Is kindness of God?  Is love?  Is risk, for the sake of obedience, of God?  Is sacrifice in the name of humility?  Is peacemaking of God?  Weighing out, is there a weighing out of a person’s worth before we decide to step in on the side of justice?  Is a person who looks like I do worth more to me than a person who appears to be different, or is my kind the lowest of all?

As I prepare my heart for the conversations in the coming days, the necessary explaining of my answers to questions like these, a pause for clarity is good for my heart.  If a man dies while saving a child, what does he lose? If a man saves his own life and allows a child to die, what does he gain?  

I believe that God is less concerned with results and more concerned with the heart behind those results.
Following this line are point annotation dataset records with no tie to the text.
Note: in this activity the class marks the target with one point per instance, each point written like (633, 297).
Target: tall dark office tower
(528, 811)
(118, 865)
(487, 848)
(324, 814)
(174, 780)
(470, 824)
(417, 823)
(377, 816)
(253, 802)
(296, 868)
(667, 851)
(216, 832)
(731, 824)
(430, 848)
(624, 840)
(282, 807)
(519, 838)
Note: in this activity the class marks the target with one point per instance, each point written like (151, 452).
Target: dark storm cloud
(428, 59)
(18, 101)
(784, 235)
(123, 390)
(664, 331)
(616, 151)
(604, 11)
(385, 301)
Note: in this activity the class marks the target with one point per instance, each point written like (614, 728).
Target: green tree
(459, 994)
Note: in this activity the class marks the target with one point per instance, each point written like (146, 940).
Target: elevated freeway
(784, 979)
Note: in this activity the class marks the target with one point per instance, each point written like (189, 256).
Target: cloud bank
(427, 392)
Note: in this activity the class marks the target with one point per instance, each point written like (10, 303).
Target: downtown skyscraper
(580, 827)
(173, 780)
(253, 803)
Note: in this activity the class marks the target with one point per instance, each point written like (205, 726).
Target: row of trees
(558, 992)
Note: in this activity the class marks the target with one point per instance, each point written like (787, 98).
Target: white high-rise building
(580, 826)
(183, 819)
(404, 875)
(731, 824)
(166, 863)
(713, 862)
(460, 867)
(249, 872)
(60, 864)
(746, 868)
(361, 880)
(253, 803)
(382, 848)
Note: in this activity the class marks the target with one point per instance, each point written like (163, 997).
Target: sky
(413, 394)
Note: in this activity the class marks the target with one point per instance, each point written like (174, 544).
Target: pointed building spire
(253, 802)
Today I was sitting in church, listening to Pastor Alban go on about John chapter 15, not understanding much of anything.  But the visions I was having were of hands joining to make a bridge to peace in Mitrovica.  Walking across that bridge of hands brought together in greeting were the children of that city; safe and high above the Iber River below.  And where were the parents in that vision, the adults who inherited a city divided by hatred from their parents?  Where were the workers who were standing to see that peace be made?  They were ankle, knee, waste, chest deep in a mighty river.  They were cold, and their clothing was wet.  It might be that their best pants, finest shoes, and most richly colored blouses were becoming brown, stained ruins bound to join a pile of refuse.  And would you stand in the mud, apologize to your sworn enemy, and offer them you hand if it meant that your child would know peace?  Are you called, do you feel called to try?  Is that sort of endeavor, of God?